TULALIP – Every June, the acrid scent of spent gunpowder drifts from a lot out behind the Tulalip Casino and out over the Tulalip Indian Reservation.
To some, the biting smell heralds sleepless nights filled with the booms, crackles and whistles of fireworks.
To others, it’s the perfume of days with family and nighttime shows of the best pyrotechnics amateurs can hope for.
It’s called Boom City – a makeshift town of 158 stands, all selling every type of firework imaginable.
“This is an adrenaline rush,” said David Fryberg Sr., a Tulalip tribal member.
Fryberg leaned out the wide front window of “Hang Loose,” a plywood stand filled with sparklers, fountains and cherry bombs. He looked down the aisle of stands – “Pink Cadillac,” “Louie Louie,” “Flaming Arrow.”
“You’re constantly hollering, trying to get people to come into your stand,” Fryberg said.
For three weeks leading up to Independence Day, members of the Tulalip Tribes sell their wares.
The aisles fill with people who flock to Boom City to purchase – and light – fireworks. Just beyond the cluster of stands is the “Detonation Area,” where hundreds of charred casings are left to smolder among the brush.
Tribal members have sold fireworks for decades. Thirty years ago, they haggled over explosives stored in the open trunks of their cars.
Eventually, the sellers organized and began erecting seasonal stands near Tulalip Bay. When the tribes opened a health clinic there in 2003, Boom City moved to the gravel lot behind the Tulalip Casino.
Fireworks sold there are illegal in many local cities, but police and state troopers don’t have jurisdiction over the reservation, Washington State Patrol spokesman Kirk Rudeen said.
Fireworks aren’t allowed in Quil Ceda Village, the Tulalip Tribes’ retail and casino complex, where Boom City is located, Village Deputy General Manager Steve Gobin said. Boom City gets an annual variance, he said.
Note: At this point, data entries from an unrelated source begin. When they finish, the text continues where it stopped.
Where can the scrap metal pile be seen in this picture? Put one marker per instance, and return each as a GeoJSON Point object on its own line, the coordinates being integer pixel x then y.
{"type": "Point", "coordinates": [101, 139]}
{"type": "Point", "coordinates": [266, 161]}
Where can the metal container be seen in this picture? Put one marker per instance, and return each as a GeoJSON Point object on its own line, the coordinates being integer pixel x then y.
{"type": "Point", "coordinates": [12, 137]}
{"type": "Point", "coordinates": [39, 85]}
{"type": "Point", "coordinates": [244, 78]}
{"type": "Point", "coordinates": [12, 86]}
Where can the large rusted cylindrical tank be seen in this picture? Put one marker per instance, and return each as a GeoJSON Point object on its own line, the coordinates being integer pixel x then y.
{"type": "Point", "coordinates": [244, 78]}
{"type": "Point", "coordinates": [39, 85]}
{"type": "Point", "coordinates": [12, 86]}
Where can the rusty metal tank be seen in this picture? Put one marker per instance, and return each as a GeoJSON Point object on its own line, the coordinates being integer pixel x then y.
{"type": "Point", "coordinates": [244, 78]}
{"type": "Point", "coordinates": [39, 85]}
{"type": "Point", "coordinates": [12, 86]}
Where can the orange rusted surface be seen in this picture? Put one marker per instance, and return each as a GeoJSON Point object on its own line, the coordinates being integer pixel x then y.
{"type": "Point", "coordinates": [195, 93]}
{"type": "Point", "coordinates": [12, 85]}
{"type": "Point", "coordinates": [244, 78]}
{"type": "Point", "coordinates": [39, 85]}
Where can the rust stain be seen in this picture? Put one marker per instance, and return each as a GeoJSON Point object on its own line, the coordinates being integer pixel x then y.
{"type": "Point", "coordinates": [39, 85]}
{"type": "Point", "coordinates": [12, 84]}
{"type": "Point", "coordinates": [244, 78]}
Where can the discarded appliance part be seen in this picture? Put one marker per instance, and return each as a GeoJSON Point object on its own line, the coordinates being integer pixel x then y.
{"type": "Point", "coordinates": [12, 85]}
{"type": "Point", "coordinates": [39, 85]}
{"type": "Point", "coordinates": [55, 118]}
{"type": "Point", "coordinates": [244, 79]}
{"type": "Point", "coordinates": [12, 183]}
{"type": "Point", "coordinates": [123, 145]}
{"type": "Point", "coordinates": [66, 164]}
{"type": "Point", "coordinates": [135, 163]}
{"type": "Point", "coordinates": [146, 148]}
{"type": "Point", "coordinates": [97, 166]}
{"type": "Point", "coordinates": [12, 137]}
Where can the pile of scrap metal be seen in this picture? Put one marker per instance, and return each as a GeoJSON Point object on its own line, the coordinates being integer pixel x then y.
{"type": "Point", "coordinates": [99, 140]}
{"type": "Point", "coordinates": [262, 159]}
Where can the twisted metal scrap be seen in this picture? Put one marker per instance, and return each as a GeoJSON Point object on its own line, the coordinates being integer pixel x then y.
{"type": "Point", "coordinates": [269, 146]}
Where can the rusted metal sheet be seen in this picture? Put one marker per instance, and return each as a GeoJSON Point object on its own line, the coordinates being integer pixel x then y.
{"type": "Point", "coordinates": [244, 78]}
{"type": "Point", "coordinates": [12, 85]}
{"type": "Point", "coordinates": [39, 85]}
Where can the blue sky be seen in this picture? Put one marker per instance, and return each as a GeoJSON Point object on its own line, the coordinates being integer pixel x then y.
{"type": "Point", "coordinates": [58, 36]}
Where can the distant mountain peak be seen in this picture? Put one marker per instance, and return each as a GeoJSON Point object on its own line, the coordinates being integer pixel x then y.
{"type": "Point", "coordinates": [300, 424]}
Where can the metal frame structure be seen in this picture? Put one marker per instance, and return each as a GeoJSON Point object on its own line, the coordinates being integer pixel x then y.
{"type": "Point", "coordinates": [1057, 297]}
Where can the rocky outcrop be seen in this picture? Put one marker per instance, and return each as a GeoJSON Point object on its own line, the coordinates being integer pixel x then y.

Each booth is owned and operated as a private business, said Mike Dunn, chairman of the Boom City Committee.
“This helps,” he said. “When my kids were in school, it did a good part of their school clothes. It pays the bills, feeds and clothes.”
Each year, Boom City becomes a home base for hundreds of tribal members.
Meals are shared in narrow alleyways between stands. Women twist one another’s hair into intricate braids. Children ride bikes through the aisles.
Once the sun goes down, stand owners show off their pyrotechnic prowess in the Detonation Area. The show lasts all night.
All the fun also has a payoff.
Jesus Echevarria said he makes up to $10,000 each summer. It’s not unusual for people to spend $1,000 or more on fireworks, he said.
Booths feature 5-foot-tall family packs for $350, $600, even $700.
“If they’re serious and they want a good display, they’ll pay it,” he said.
Sellers get their fireworks from wholesalers who pull vans and semitrailers up to the edge of the lot. John Rivera, owner of Brick House Fireworks, stood in front of a row of shipping containers from China. He traveled there, to Liuyang, a city known as the fireworks capital of the world, twice this year to design his own line.
“It was seven days each time, and the second time we spent 70 hours designing,” he said.
Rivera and other sellers speak the language of fireworks.
Artillery displays. Multi-shot. High octane. Five-hundred-gram cakes. They spend days planning their own July 4 bonanzas.
“I do 24 cakes, light them all at once with five people lighting them,” Echevarria said. “It’s a beautiful display, but it goes up quick.”